McCartney 3, 2, 1 ★★★★★

I often wonder if artists that we now revere as legends realize the impact of their work in the moment, when they’re recording it or writing it. Do they know that they are changing everything- music, lives, everything with those notes they are playing, those words they are writing? 

In McCartney 3, 2, 1, Paul McCartney takes a beautifully intimate journey through his music alongside producer Rick Rubin, and besides being gorgeous, impactful, and in equal spades heartwarming and heartbreaking, it gave rise to these questions again. Paul attributes coming up with “Yesterday” to magic, yet it’s a song that endures like few others, even within The Beatles discography. Did Paul realize what he was on to when he first heard that melody in his head? 

The best part of McCartney 3, 2, 1 are the little moments, the ones where Paul is listening back to his songs and clearly understands and appreciates how good they are, not because he made them but because they truly are among the best ever made. That bit when he is just lost in the moment, swaying along to the changing movements in “Band On the Run.” The way he still looked completely blown away by “Maybe I’m Amazed.” The way Paul says “Alright, come on Johnny!” after Rick Rubin reads him a beautiful quote praising his playing to the highest degree and reveals it was from John Lennon. Seeing him tap his foot and mouth the words along with his much younger self and his former band mates. Paul reminiscing on the incomparable beauty of “Here, There, and Everywhere” and John’s rare praise for it. The way he just shrugs at the very end of the documentary after he has played that final chord of “A Day in the Life.” All of these moments will stick in my mind and heart.

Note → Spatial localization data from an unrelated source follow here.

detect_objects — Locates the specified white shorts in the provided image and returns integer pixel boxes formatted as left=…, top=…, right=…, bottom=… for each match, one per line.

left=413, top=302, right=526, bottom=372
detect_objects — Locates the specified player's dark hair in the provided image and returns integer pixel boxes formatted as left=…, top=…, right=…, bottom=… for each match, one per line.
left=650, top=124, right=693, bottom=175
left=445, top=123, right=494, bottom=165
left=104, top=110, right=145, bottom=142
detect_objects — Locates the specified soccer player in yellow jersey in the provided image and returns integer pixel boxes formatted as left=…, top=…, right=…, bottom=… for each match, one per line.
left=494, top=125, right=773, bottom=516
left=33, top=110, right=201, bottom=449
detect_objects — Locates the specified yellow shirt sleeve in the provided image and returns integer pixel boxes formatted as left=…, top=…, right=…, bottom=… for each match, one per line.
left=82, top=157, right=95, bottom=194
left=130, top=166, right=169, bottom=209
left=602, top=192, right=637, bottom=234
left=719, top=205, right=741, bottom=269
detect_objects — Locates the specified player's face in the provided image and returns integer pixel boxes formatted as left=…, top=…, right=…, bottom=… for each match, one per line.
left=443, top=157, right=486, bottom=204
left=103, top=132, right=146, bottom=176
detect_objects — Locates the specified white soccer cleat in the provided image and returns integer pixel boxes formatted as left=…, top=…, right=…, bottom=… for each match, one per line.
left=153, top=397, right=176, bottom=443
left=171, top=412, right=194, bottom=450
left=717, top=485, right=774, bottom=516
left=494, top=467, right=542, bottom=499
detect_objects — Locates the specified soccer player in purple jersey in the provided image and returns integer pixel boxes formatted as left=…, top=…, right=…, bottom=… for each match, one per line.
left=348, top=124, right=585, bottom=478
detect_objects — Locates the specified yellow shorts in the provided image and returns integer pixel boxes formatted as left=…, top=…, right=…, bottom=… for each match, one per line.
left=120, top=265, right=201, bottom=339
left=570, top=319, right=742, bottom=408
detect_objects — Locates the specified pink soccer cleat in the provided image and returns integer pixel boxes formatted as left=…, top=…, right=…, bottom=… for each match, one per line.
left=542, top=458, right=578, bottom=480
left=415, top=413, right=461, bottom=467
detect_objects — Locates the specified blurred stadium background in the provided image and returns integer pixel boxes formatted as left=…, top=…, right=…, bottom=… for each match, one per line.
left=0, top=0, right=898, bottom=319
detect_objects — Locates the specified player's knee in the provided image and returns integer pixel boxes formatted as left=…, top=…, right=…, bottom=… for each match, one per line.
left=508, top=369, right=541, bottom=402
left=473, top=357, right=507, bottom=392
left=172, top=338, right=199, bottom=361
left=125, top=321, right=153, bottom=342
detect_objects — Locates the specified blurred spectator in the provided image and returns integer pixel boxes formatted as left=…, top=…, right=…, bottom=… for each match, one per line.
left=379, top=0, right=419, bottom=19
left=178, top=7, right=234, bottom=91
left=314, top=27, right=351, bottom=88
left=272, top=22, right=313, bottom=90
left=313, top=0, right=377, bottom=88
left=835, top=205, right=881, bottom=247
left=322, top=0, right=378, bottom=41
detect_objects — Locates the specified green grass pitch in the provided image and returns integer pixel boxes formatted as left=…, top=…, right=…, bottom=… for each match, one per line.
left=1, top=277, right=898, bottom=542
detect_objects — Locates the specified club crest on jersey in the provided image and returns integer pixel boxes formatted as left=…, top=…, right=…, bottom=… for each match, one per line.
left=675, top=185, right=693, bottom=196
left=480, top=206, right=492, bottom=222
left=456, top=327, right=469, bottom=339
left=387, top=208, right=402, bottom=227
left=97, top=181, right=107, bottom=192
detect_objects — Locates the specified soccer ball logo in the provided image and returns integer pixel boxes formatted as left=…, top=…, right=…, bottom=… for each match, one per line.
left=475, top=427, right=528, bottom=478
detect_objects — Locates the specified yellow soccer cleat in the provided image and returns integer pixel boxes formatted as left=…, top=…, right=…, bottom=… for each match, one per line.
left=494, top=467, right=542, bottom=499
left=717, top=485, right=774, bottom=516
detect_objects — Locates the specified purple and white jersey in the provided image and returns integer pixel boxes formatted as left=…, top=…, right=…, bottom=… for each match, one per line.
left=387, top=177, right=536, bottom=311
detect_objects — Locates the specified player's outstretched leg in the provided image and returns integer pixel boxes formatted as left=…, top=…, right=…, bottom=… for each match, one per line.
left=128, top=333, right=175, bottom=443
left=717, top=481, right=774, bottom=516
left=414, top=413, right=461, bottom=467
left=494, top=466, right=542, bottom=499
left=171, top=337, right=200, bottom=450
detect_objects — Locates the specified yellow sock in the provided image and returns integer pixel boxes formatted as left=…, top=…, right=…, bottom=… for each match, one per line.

If you’re a Beatles or Paul McCartney fan, this is clearly for you. But even if you just love music and the process behind creating it, this is a must-watch. Music is the closest thing we have to practical magic- we can’t see it yet it is all around us and can conjure up emotions and whole worlds. This is a magic McCartney and Rubin understand and that makes this a singularly enjoyable and moving documentary.